Black Friday is a consumer free-for-all, and it can be tempting to adopt the same laissez-faire attitude about your own shopping. Be warned: credit scores are not holiday-exempt. Spending too much will increase your credit utilization ratio and overall debt, putting you at risk for credit score damage and financial vulnerability. The fix: set a budget before venturing out. A bottom line will help you keep your costs low and understand when it’s time to stop shopping.
2. Plan ahead.
A list is a lifesaver on Black Friday. In addition to planning your budget, it’s important to construct a game plan to help you save money. Make a list of the items you want to buy and organize them by store. Clip coupons ahead of time to make your savings greater (visit http://blackfriday.com for the latest ads). The bottom line: Savings are achieved by those who plan. Don’t go in empty-handed.
3. Stay home.
Stores are equipped with plenty of online deals that don’t involve waiting in line or fighting the crowds. Avoid the mob mentality by shopping from the comfort of your laptop.

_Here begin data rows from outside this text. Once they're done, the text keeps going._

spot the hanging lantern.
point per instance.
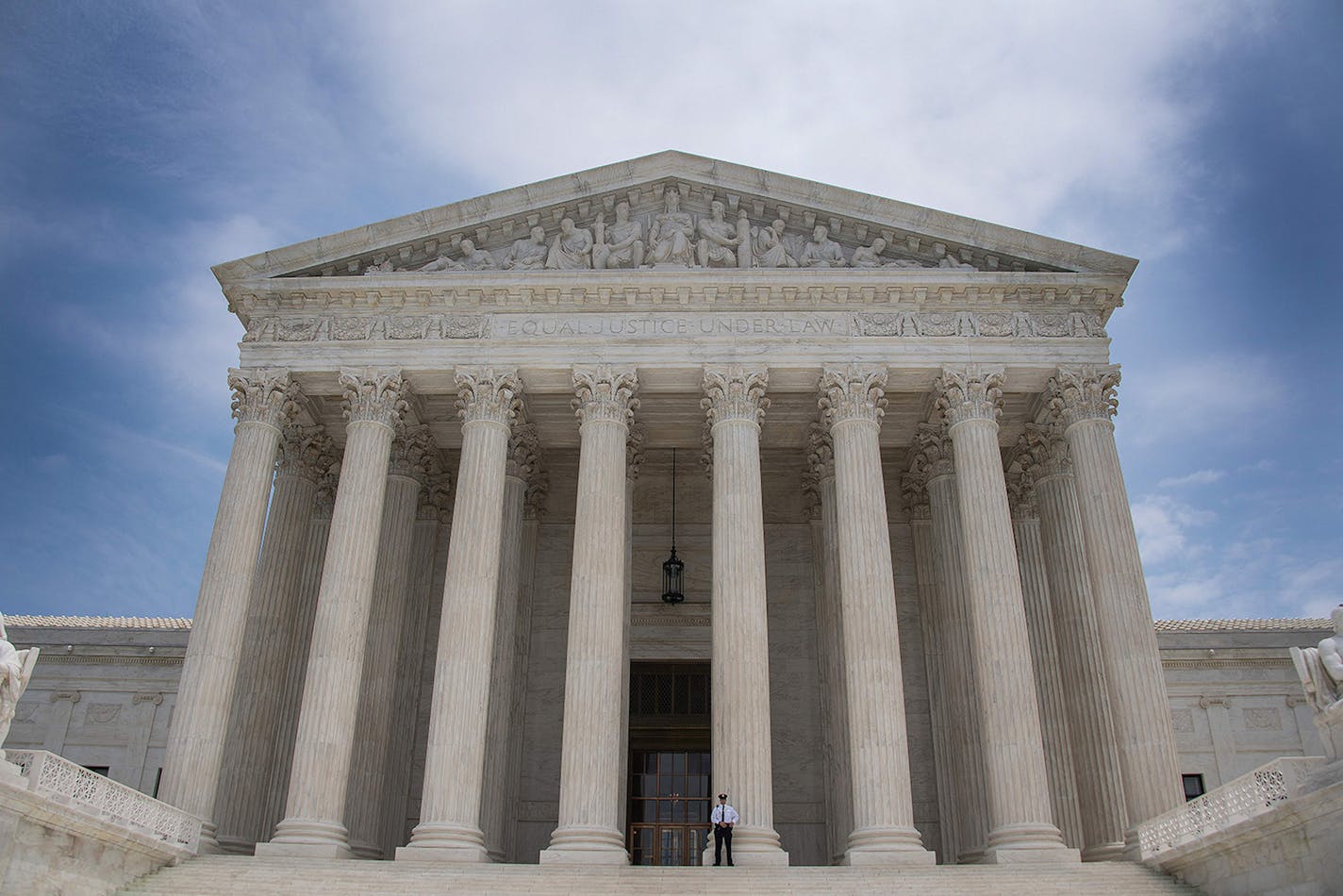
(672, 567)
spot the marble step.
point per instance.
(219, 876)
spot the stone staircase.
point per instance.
(221, 874)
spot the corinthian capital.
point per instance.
(735, 392)
(1084, 392)
(488, 394)
(305, 452)
(821, 452)
(853, 394)
(970, 392)
(931, 455)
(524, 453)
(604, 392)
(1047, 452)
(373, 394)
(263, 395)
(414, 455)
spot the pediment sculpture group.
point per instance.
(673, 238)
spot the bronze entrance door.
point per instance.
(669, 763)
(669, 806)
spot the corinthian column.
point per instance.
(1100, 793)
(455, 767)
(915, 488)
(1020, 817)
(314, 810)
(589, 765)
(414, 456)
(835, 708)
(503, 725)
(1083, 399)
(853, 402)
(932, 462)
(273, 618)
(743, 765)
(1044, 651)
(263, 402)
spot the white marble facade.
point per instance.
(912, 499)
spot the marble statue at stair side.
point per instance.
(15, 672)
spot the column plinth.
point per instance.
(884, 830)
(743, 756)
(1083, 402)
(1017, 785)
(263, 402)
(455, 769)
(314, 809)
(589, 763)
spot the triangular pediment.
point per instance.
(674, 191)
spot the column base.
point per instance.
(889, 855)
(307, 838)
(1030, 855)
(573, 845)
(1104, 854)
(445, 842)
(235, 845)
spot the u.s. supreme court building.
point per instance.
(915, 626)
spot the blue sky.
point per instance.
(141, 142)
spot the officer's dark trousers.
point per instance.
(720, 838)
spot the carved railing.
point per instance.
(1245, 797)
(98, 795)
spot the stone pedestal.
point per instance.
(589, 765)
(743, 765)
(1020, 814)
(263, 402)
(314, 809)
(455, 769)
(879, 751)
(1083, 401)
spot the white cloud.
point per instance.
(1168, 403)
(1197, 477)
(1163, 527)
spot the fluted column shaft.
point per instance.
(879, 747)
(959, 690)
(1100, 793)
(1049, 690)
(412, 456)
(295, 670)
(1084, 401)
(939, 692)
(455, 766)
(1020, 814)
(500, 727)
(408, 670)
(273, 618)
(263, 402)
(314, 810)
(835, 711)
(743, 762)
(589, 763)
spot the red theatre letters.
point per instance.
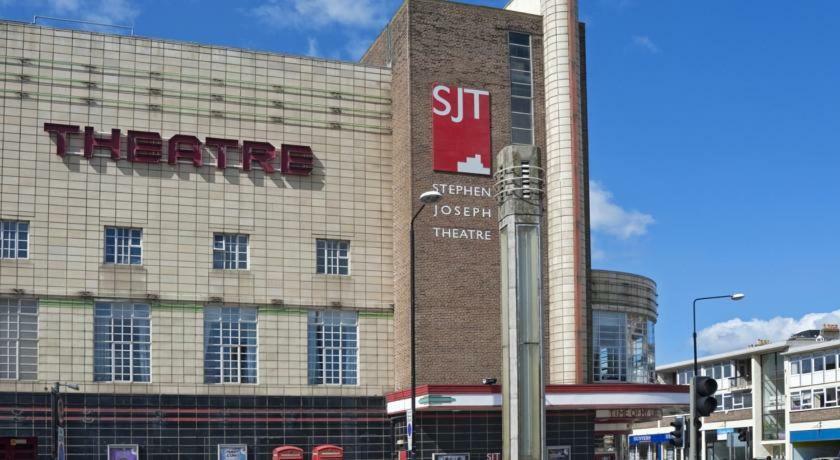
(461, 129)
(148, 147)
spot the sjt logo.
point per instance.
(461, 129)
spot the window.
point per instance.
(18, 339)
(819, 398)
(795, 401)
(806, 399)
(123, 246)
(230, 345)
(333, 348)
(122, 342)
(15, 239)
(521, 88)
(230, 251)
(332, 257)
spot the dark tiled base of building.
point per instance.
(191, 427)
(479, 433)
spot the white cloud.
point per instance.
(737, 333)
(646, 43)
(608, 217)
(318, 13)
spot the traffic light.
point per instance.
(704, 400)
(677, 437)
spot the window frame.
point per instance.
(221, 368)
(132, 343)
(128, 247)
(318, 369)
(14, 344)
(14, 240)
(516, 84)
(326, 249)
(224, 250)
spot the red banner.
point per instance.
(461, 130)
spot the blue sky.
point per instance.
(714, 131)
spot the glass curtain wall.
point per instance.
(773, 397)
(623, 349)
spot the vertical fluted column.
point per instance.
(565, 196)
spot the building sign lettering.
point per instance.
(151, 148)
(461, 130)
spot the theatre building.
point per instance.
(207, 249)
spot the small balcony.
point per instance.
(740, 383)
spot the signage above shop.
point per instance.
(461, 130)
(151, 148)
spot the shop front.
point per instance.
(725, 444)
(815, 443)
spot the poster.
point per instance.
(123, 452)
(233, 452)
(559, 452)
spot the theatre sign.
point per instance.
(150, 148)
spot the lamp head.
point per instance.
(432, 196)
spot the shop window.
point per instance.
(332, 257)
(122, 342)
(795, 401)
(521, 88)
(18, 339)
(123, 246)
(15, 239)
(230, 345)
(333, 347)
(230, 251)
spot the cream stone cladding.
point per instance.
(341, 110)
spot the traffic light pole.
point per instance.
(692, 435)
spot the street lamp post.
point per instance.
(693, 451)
(425, 198)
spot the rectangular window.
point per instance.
(819, 398)
(806, 399)
(818, 363)
(333, 347)
(521, 91)
(18, 339)
(14, 242)
(123, 246)
(122, 339)
(795, 401)
(230, 251)
(230, 345)
(332, 257)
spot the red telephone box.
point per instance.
(287, 453)
(327, 451)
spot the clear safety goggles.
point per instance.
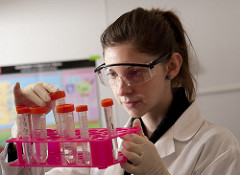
(133, 73)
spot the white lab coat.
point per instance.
(192, 145)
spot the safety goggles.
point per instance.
(133, 73)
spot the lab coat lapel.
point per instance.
(184, 129)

4. Don’t forget the warranty.
A deal is only as good as the fine print. If you are in the market for a new flat-screen TV, be sure it comes with the same warranty as the full-price models. Don’t allow your love of a sale overrule common sense.
5. Take advantage of technology.
Retailers are dying to outdo one another on the biggest shopping day of the year. Take advantage of their motivation with your smartphone. Before buying that new flat-screen at Best Buy, look up the price for the same model at Costco. Ask the store manager to match the price if you find a better deal.
6. Use your credit card wisely.
Credit cards should be used carefully on Black Friday. High interest rates mean paying more for items over time and cancelling out those deep discounts. If you must charge:
- Utilize zero-interest. Department stores usually offer some sort of zero-interest financing, so be sure to ask about your payment options.
- Remember credit utilization. Your credit utilization represents the amount you owe vs. your total credit limit. Keep your credit healthy by never spending more than 25 percent of this limit—both individually and cumulatively. For example, if your Visa credit limit is $4,000, stop charging when you hit the $1,000 mark. If your MasterCard has a limit of $8,000, stop spending at $2,000. Be sure to combine these debts to keep your cumulative ratio under 25 percent as well, e.g., $1,000+$2,000/$4,000+$8,000=$3,000/$12,000=25 percent
- Stick to the budget. A high credit limit is not a license to spend. Use your credit cards as a tool, not a crutch. Stick to your budget and establish a plan to pay off your Black Friday purchases as soon as possible.
7. Think beyond the holidays.
The majority of Black Friday shoppers are focused on Christmas, but that doesn’t mean you can’t take advantage of other deals. Walk through your home and take an inventory. Do you need a new washer and dryer? Why wait until next year when you’ll be paying full price? Consider adjusting your budget to include necessity purchases that extend beyond the holidays. This strategy could save you big bucks in the long run.
8. Avoid enablers.
While one friend will talk you out of a big purchase, another might say “Go ahead, today is supposed to be fun!” Black Friday is not the day to spend time with your enabler friends. Stick with a buddy who shares the same financial philosophy. Goals are maintained with a strong support system.
As we’ve said before, everything is negotiable. You may not score any haggle deals at Target, but car dealerships and furniture stores are another story. Polish your oratory skills and strike a bargain.
10. Maintain your perspective.
Budgets, plans and savings are only effective with the right perspective. If you find yourself making excuses, e.g., “Who cares if I go $150 over my spending limit?” it’s time to take a step back and reexamine your priorities. Few people “need” the items they purchase on Black Friday, and you are probably no exception. On the other hand, you do need emergency savings and a good credit score to keep your finances in control. Don’t sacrifice the important things for temporary thrills and expendable items. Respect your priorities and put your safety first.